Conservatieve behandeling

Uit een femurschaftfractuur kan veel bloedverlies optreden en dit is van de mogelijke oorzaken van hemorhagische shock.

Breng, in afwachting van de operatie,  het been in een fysiologische, stabiele houding en gebruik hiervoor eventueel spalken of tractie. Dit is zowel gunstig voor de pijn als voor het bloedverlies.

Operatieve behandeling

Indicatie: Altijd behalve bij een niet operabele patiënt. 
Therapie: gesloten repositie en intramedullaire osteosynthese (antegraad of retrograde gereamde pen) of plaatosteosynthese. Fixateur externa overwegen bij Gustilo graad 3B en C gecompliceerde fracturen of bij een indicatie tot snelle stabilisering van patiënt en/of fractuur (bijvoorbeeld polytraumapatiënt); definitieve behandeling volgt later wanneer de conditie van de patiënt dat toelaat.

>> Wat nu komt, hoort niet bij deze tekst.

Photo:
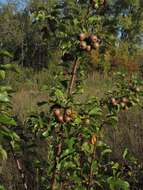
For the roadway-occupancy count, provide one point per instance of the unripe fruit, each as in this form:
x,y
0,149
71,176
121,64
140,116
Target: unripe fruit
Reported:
x,y
60,118
93,38
83,45
82,36
57,112
88,48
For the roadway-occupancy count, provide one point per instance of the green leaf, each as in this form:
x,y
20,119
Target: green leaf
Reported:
x,y
106,151
2,74
4,53
4,97
125,153
3,153
95,111
117,184
6,120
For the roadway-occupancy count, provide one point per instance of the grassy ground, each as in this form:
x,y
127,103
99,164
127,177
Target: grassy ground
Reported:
x,y
28,92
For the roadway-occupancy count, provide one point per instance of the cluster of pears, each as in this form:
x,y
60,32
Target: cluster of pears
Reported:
x,y
64,115
88,42
97,3
124,102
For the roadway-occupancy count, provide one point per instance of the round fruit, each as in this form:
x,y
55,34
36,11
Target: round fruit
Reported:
x,y
88,48
83,45
57,112
93,38
82,36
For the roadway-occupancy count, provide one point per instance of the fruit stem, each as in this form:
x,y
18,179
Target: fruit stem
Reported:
x,y
58,150
71,83
91,170
19,168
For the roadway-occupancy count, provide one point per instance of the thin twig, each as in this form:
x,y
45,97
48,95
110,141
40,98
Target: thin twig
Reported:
x,y
91,169
19,167
74,69
58,150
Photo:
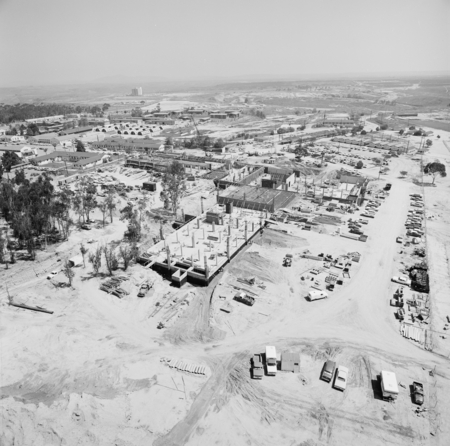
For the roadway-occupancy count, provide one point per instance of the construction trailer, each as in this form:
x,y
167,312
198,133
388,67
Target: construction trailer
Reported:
x,y
290,362
389,386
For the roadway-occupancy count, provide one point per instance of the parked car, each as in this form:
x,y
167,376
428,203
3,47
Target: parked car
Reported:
x,y
52,274
257,367
402,279
340,379
328,370
417,393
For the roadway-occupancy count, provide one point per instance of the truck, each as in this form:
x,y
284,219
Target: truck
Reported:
x,y
417,393
271,360
316,294
257,367
389,386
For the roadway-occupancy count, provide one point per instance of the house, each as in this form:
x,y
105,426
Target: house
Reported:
x,y
130,144
47,138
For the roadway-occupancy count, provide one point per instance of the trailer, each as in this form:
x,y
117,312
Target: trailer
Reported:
x,y
271,360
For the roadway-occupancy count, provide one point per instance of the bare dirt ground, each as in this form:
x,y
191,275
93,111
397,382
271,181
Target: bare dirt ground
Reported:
x,y
94,372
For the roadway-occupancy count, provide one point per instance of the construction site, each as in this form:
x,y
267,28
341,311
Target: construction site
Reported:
x,y
289,300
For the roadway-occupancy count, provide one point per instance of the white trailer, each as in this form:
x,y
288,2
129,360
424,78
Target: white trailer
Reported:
x,y
317,294
271,360
389,386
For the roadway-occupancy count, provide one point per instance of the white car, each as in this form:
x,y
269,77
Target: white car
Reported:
x,y
340,379
402,279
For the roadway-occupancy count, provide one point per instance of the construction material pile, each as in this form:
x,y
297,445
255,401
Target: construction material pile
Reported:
x,y
112,286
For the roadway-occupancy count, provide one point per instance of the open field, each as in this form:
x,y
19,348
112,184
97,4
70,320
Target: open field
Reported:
x,y
174,367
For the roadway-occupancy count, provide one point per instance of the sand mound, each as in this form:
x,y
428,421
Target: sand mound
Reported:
x,y
252,264
279,239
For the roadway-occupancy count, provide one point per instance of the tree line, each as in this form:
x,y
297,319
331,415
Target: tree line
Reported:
x,y
37,213
20,112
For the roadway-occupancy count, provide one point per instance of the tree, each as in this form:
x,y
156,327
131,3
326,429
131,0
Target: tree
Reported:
x,y
435,169
83,251
112,262
174,184
80,146
68,271
110,203
20,177
104,210
10,159
301,152
96,259
126,253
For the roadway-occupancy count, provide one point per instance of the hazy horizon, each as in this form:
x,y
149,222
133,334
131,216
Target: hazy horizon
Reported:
x,y
52,42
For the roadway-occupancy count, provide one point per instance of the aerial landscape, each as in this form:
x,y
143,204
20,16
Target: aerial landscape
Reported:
x,y
224,237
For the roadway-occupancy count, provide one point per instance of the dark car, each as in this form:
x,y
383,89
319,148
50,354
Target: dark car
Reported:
x,y
257,367
417,393
243,298
328,371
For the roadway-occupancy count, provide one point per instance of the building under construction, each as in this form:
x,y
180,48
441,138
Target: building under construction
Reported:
x,y
198,250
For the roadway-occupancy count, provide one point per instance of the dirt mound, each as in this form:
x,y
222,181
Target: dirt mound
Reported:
x,y
252,264
279,239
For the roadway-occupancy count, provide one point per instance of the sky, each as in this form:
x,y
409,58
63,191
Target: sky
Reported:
x,y
45,42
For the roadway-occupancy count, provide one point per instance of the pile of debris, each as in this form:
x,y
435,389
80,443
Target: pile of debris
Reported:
x,y
112,286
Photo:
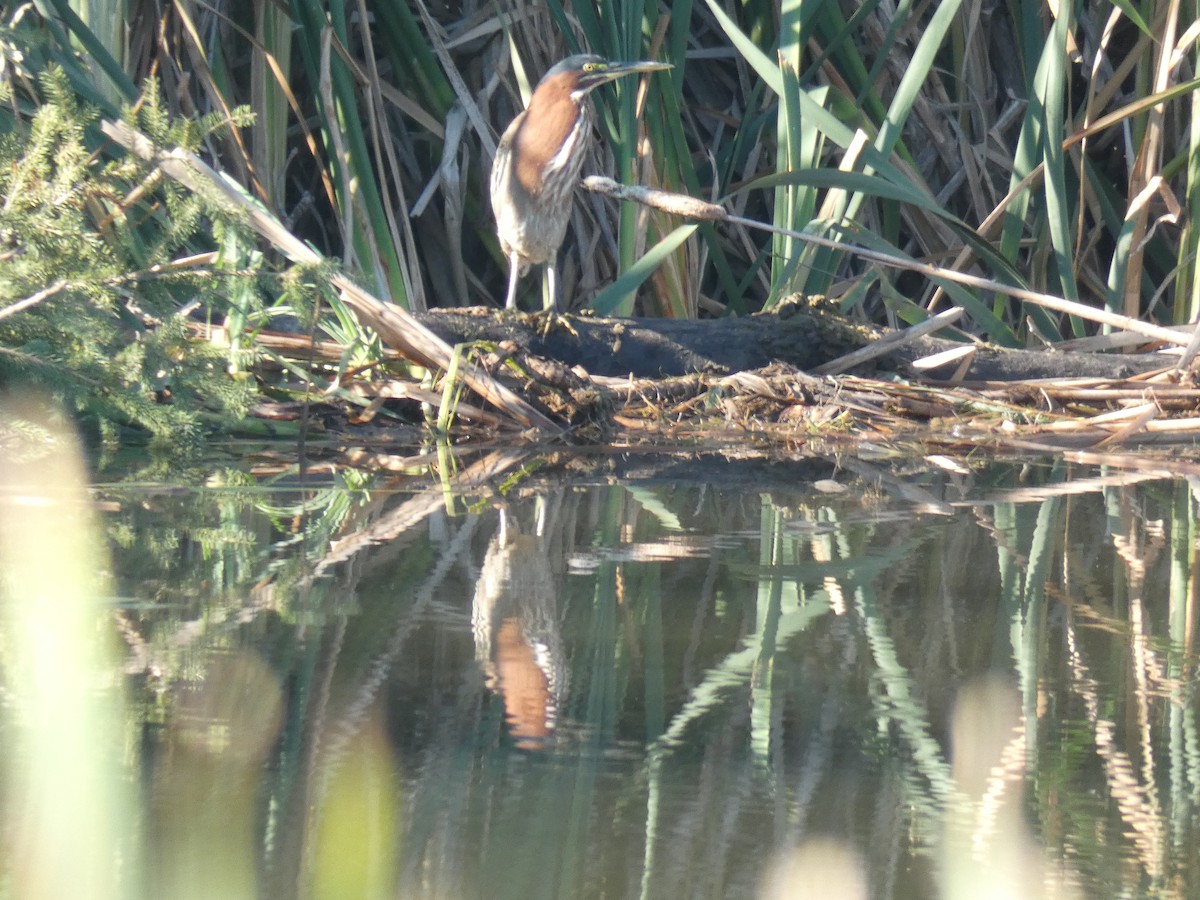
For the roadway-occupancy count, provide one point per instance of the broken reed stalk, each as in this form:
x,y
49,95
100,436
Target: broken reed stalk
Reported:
x,y
400,330
693,208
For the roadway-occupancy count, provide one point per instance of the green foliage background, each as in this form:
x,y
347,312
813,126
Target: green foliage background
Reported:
x,y
1053,148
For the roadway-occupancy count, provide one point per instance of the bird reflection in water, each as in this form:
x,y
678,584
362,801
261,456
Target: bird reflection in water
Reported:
x,y
517,639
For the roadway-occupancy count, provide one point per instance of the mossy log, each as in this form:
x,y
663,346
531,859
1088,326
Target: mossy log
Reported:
x,y
802,336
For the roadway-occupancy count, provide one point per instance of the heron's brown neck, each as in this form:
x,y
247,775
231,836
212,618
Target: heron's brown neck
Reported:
x,y
557,115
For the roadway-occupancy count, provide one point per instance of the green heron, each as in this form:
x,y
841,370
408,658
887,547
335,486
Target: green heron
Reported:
x,y
539,159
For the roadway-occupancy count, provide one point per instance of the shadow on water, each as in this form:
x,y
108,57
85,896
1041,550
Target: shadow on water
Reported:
x,y
725,679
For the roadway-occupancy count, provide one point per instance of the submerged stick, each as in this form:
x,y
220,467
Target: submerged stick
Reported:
x,y
693,208
395,325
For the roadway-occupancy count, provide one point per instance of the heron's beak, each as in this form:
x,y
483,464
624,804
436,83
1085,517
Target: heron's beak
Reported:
x,y
612,71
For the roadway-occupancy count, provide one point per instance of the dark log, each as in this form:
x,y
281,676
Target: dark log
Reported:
x,y
803,336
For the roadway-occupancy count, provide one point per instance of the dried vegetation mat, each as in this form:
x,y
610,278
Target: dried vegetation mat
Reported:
x,y
1147,419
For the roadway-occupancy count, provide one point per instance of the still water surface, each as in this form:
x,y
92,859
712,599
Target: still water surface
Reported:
x,y
835,679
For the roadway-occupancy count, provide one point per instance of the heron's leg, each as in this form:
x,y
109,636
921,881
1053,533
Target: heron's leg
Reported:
x,y
510,301
550,299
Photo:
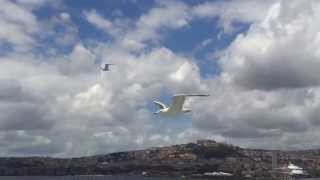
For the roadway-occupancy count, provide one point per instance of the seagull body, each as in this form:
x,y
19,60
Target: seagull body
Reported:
x,y
106,67
176,106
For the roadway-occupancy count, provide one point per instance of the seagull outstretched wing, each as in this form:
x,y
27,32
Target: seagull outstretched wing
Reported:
x,y
160,104
106,67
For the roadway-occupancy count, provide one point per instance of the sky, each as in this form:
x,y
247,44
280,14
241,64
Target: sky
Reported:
x,y
258,60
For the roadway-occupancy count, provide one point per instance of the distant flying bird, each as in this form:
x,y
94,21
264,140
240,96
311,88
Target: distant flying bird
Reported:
x,y
177,104
106,67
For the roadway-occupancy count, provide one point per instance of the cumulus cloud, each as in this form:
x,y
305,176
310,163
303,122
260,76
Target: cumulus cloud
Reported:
x,y
279,51
61,104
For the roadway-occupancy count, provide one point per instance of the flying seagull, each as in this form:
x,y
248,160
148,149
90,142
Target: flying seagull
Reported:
x,y
177,104
106,67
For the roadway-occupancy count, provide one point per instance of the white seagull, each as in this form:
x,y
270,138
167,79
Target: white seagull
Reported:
x,y
176,106
106,67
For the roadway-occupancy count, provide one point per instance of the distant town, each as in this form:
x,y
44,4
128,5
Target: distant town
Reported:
x,y
204,158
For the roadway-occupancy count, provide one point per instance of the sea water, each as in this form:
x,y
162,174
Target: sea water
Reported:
x,y
97,177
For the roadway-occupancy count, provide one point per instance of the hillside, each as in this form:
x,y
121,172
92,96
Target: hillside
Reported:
x,y
192,159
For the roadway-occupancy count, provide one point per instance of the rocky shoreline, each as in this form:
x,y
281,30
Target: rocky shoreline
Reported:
x,y
186,160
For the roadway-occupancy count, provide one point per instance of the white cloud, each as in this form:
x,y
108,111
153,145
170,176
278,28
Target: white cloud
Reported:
x,y
267,92
231,12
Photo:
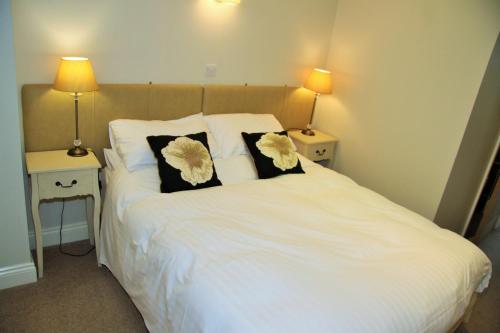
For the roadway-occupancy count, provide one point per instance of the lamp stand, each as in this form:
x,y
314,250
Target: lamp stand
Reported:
x,y
77,151
308,131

Nabehandeling en controle: mobilisatie is altijd mogelijk maar de belastbaarheid afhankelijk van type osteosynthese, stabiliteit en kliniek. Bij dwarse/stabiele fracturen: direct belaste mobilisatie.

  • 2-3 weken:
    • (X), functie
  • 6 weken:
    • X, functie 
  • 3, 6 maanden:
    • zo nodig X, functie

Overweeg dynamiseren van een grendelpen na 3 maanden bij onvoldoende consolidatie.
Complicaties: infectie, iatrogene fracturen, vaat zenuwletsel, beenverkorting (>1.5 cm), rotatiestandsafwijkingen (>15°), delayed union en non-union, compartimentsyndroom (cave: adductorenloge), long- of vetembolie, ARDS, heterotope ossificaties.